初めての告知の場面で、冷静に医師の話に耳を傾け理解することは、誰にとっても難しいものです。頭の中が真っ白になって、何を説明されたのか覚えていないというのは、ごく普通の反応です。

とはいえ、治療を受けるのは自分自身です。まずは現在の自分自身の病状を正しく理解することが不可欠です。自分自身の病状とは、とかくがんに関連した臓器だけに気をとらわれがちですが、今までにかかった病気や現在治療している病気も含まれます。その上でこれから行われる治療を理解するように努めましょう。

自分のことは、つい悲観的に受け止めてしまいがちですし、やはり気持ちが動転して、大切なことを聞きもらしてしまう可能性もあります。同じ話を客観的に聞いてくれる人がいると、あとで情報を確認することもできて安心です。

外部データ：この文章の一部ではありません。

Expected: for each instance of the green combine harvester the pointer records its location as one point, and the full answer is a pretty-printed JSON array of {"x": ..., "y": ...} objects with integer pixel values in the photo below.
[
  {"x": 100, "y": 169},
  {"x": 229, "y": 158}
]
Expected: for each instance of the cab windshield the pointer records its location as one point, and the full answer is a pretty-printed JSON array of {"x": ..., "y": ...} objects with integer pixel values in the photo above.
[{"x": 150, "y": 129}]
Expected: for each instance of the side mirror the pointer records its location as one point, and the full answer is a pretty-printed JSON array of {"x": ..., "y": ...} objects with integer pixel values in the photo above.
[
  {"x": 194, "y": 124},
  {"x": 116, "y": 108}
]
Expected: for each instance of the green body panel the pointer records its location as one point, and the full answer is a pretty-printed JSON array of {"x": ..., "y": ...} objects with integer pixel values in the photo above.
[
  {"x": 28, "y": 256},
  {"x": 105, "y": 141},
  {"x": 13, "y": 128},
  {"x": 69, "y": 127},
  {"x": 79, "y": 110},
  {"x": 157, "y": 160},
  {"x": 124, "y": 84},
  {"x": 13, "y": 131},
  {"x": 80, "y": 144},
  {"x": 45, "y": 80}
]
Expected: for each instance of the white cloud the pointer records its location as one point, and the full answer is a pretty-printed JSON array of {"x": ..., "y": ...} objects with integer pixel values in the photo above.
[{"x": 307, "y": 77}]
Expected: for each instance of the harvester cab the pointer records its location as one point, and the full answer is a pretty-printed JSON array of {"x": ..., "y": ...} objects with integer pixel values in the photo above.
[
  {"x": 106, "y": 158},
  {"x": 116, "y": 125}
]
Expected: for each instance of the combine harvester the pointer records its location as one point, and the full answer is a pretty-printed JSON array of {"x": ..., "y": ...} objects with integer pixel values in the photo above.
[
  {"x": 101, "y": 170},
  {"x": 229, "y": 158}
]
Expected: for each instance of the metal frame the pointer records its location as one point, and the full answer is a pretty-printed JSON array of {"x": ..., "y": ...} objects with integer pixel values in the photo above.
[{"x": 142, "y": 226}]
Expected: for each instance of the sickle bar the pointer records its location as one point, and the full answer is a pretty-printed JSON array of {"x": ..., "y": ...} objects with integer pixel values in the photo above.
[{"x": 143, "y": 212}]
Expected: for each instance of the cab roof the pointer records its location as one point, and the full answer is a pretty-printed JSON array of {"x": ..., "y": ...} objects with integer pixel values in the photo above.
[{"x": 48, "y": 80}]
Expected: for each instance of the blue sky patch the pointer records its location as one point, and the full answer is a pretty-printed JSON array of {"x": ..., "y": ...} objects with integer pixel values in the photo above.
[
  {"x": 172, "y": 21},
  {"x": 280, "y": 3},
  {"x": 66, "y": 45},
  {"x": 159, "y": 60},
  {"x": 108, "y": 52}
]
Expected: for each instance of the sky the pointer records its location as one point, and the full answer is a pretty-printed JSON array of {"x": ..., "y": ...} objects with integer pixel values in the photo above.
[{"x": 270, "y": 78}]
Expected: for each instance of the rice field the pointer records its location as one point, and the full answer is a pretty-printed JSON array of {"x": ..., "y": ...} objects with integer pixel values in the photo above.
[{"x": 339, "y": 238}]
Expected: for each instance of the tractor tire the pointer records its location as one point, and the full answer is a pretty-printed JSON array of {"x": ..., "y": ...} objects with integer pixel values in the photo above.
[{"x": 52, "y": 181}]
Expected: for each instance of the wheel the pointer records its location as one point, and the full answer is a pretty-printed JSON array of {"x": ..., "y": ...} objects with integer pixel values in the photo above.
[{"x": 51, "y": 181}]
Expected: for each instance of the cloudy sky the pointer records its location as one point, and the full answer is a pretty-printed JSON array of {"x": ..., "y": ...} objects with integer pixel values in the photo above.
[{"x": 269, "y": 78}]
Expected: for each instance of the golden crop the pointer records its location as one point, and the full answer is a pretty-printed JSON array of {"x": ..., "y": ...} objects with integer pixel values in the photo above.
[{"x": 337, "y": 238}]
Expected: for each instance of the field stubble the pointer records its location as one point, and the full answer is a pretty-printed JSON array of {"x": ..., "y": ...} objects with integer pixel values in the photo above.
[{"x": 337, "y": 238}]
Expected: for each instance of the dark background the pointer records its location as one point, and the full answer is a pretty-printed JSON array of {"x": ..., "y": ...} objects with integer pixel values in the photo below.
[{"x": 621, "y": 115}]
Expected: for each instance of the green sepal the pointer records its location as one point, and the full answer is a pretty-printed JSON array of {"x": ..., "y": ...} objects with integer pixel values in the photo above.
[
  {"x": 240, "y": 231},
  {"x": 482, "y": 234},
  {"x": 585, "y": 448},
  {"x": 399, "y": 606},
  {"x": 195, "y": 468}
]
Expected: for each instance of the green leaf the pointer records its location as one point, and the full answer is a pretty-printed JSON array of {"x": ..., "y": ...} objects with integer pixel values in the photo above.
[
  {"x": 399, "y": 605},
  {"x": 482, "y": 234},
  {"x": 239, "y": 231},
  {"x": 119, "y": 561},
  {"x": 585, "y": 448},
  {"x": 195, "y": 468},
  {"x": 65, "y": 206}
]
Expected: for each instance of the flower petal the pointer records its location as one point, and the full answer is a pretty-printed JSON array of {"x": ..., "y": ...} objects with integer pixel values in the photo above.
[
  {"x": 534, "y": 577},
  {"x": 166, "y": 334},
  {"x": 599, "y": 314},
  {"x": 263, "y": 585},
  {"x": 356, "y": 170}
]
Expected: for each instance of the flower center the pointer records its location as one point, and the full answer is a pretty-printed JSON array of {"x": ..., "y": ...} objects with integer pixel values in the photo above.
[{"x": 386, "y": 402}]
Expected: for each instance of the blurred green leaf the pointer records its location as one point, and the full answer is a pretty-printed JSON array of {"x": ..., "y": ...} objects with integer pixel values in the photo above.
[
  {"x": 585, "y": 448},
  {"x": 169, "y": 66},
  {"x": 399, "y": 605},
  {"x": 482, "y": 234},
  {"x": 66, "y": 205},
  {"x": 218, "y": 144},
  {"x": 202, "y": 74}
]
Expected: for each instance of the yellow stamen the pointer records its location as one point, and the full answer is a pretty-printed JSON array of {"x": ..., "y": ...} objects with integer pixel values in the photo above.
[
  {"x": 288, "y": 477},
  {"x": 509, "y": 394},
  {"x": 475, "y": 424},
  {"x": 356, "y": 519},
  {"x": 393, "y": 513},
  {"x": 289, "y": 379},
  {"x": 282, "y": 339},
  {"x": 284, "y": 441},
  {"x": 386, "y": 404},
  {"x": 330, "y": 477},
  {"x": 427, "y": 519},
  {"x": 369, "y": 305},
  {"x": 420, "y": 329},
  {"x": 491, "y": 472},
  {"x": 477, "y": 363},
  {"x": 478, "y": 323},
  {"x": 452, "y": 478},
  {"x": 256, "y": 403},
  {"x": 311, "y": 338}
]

最近では患者自身で治療を選択しなければならない場面に遭遇します。そのために気持ちが落ち着いてから、日を改めて家族や信頼できる友人と一緒に説明を聞く事を医療者はお勧めしています。

医師の説明を聞くときには、メモをとることを忘れずに。医師によってはテープで録音してもいいと言ってくれます。恐れずに聞いてみるのもいいでしょう。耳慣れない専門用語が出てきたときも、メモをしておいてあとでインターネットなどで調べれば、理解が深まります。